The Boyle Family, who are showing new work at the Runkel-Hue-Williams Gallery, demonstrate that al-though objections can be made to the art of Long or Fulton they are better not phrased as objections to a lack of craft. The Boyles take small, picture-sized scraps of urban land and replicate them in fibreglass; the results are framed and displayed as quasi-paintings. There is lots of craft here, and the pieces in their new exhibition do have you wondering quite how they manage to recreate charred wood, sodden gravel and old pieces of car tyre quite so deceptively. But after the initial how-do-they-do-it? curiosity, their work is almost completely without interest.

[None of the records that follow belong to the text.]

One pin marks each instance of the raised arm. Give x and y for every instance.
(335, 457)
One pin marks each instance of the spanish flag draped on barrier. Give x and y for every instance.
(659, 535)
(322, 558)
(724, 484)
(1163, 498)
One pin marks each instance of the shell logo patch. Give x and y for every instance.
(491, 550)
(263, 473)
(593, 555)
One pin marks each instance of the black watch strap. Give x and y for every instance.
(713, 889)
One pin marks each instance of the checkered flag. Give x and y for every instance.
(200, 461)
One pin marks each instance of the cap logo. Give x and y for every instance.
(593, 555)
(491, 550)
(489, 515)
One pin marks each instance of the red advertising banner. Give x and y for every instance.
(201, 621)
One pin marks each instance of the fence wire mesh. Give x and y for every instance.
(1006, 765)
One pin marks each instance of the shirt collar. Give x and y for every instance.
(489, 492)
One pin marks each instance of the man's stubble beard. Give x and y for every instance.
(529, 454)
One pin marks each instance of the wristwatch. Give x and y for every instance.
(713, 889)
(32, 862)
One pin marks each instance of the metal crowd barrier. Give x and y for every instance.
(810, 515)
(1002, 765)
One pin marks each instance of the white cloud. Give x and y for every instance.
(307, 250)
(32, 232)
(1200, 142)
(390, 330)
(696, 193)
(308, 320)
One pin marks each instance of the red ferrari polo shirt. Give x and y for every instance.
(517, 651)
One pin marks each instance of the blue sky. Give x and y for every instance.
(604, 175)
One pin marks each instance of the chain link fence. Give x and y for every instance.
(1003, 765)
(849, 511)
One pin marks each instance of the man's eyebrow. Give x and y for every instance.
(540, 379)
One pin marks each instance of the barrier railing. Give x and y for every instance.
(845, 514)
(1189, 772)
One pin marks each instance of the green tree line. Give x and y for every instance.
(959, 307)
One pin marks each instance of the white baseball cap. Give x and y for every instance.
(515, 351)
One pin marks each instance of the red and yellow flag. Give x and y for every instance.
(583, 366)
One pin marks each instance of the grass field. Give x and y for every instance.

The usual (suspect) justification offered for the Boyles is that they prove the continuing vitality of certain once- radical notions about randomness as a creative principle: in the late 1960s Mr and Mrs Boyle got 1,000 people to throw 1,000 darts at a map of the world and - joined, subsequently, by their children - they have been making art out of chance targets ever since. In fact, they are even more dated than this would suggest, since their work exhibits nothing more than the peculiar survival of the late eighteenth-century cult of the picturesque, with its preference for the rotten, the distressed, the derelict milieu. Craft cannot compensate for the absence of anything interesting to say.